L’edizione odierna de “La Repubblica” si sofferma sul Palermo che sprofonda contro il Catanzaro.
E adesso? Eugenio Corini, alla vigilia della partita contro il Catanzaro, aveva detto che a Palermo la gente era abituata con Zamparini e che con il nuovo corso la società si schierava con il tecnico. Adesso però anche lo sceicco Mansour o chi per lui avrà perso la pazienza e si sarà reso conto che così non si può andare avanti, che la situazione è arrivata anche oltre il baratro e che il 2 a 1 con il quale il Catanzaro è passato al “Barbera” ha detto che questo Palermo è una squadra dall’elettroencefalogramma piatto, senza nerbo, senza idee. Corini, giusto per restare alle sue dichiarazioni pre gara, dice che la squadra è dalla sua parte.
Se così è i giocatori non fanno nulla per dimostrarlo, anzi sembrano accreditare la tesi opposta o, quanto meno, che esiste un difetto di comunicazione tra l’allenatore e i suoi giocatori. Già, suoi. Ma suoi sino a quando? Questa sconfitta sembra essere la pietra tombale sull’esperienza di Corini sulla panchina rosanero. Adesso inizieranno le valutazioni, ammesso che queste analisi non siano già state fatte nei giorni e nelle settimane scorse.
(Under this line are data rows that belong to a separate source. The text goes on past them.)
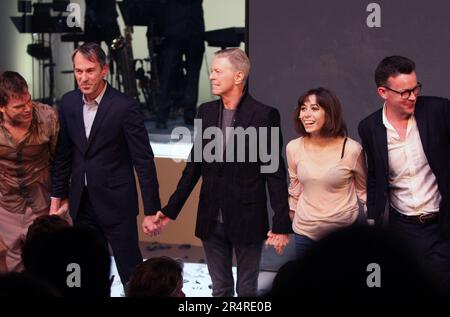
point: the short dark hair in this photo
(156, 277)
(334, 122)
(12, 84)
(93, 52)
(392, 66)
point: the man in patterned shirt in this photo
(28, 136)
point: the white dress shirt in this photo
(413, 186)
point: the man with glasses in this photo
(406, 143)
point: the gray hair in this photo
(238, 59)
(93, 52)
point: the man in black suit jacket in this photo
(232, 211)
(406, 143)
(102, 139)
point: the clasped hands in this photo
(152, 225)
(278, 240)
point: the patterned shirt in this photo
(25, 165)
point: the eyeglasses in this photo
(407, 93)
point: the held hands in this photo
(152, 225)
(278, 240)
(59, 206)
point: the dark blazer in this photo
(238, 188)
(118, 141)
(432, 115)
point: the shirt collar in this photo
(98, 99)
(388, 125)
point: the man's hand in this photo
(59, 206)
(278, 240)
(152, 225)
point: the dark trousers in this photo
(122, 237)
(302, 245)
(426, 241)
(219, 257)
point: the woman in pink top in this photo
(327, 170)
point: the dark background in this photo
(295, 45)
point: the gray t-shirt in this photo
(227, 121)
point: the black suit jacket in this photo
(432, 115)
(238, 188)
(118, 141)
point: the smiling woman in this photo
(326, 168)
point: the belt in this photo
(420, 219)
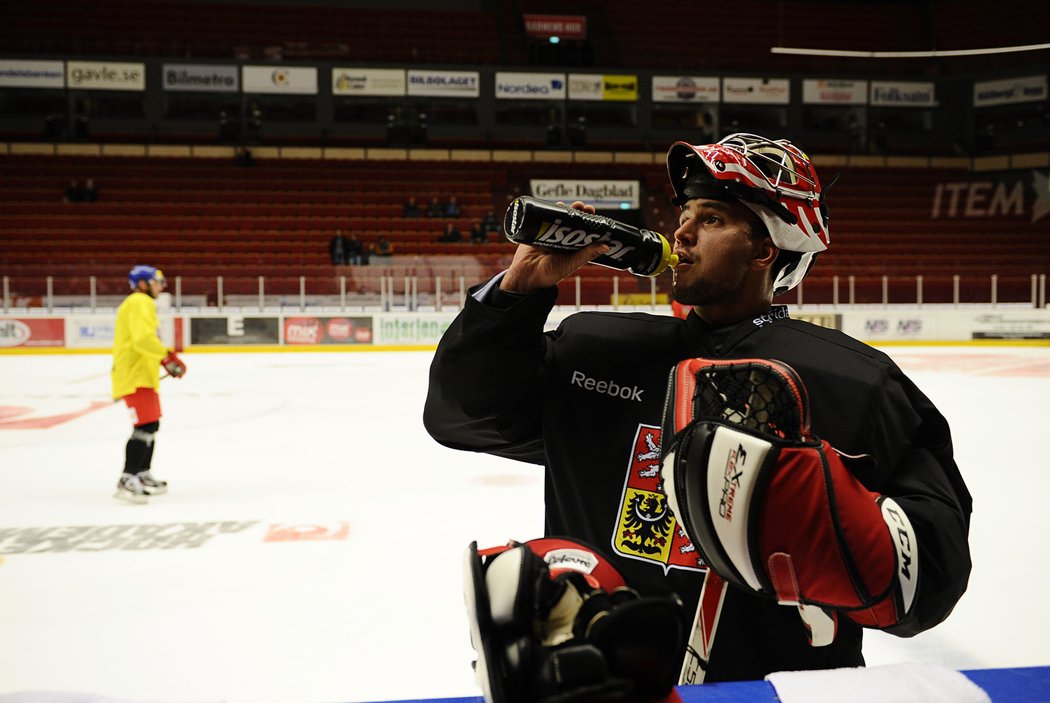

La contestazione del pubblico sancisce la fine di una storia che era stata d’amore quando Corini giocava ed è diventata ai limiti dell’odio oggi che l’ex capitano siede in panchina. E non regge nemmeno la scusa che i giocatori soffrono la pressione del “Barbera” perché se così fosse sarebbe ancora più deprimente per professionisti che fanno questo mestiere per giocare in una piazza come Palermo. Giocatori che hanno colpe pari se non maggiori a quelle del loro allenatore.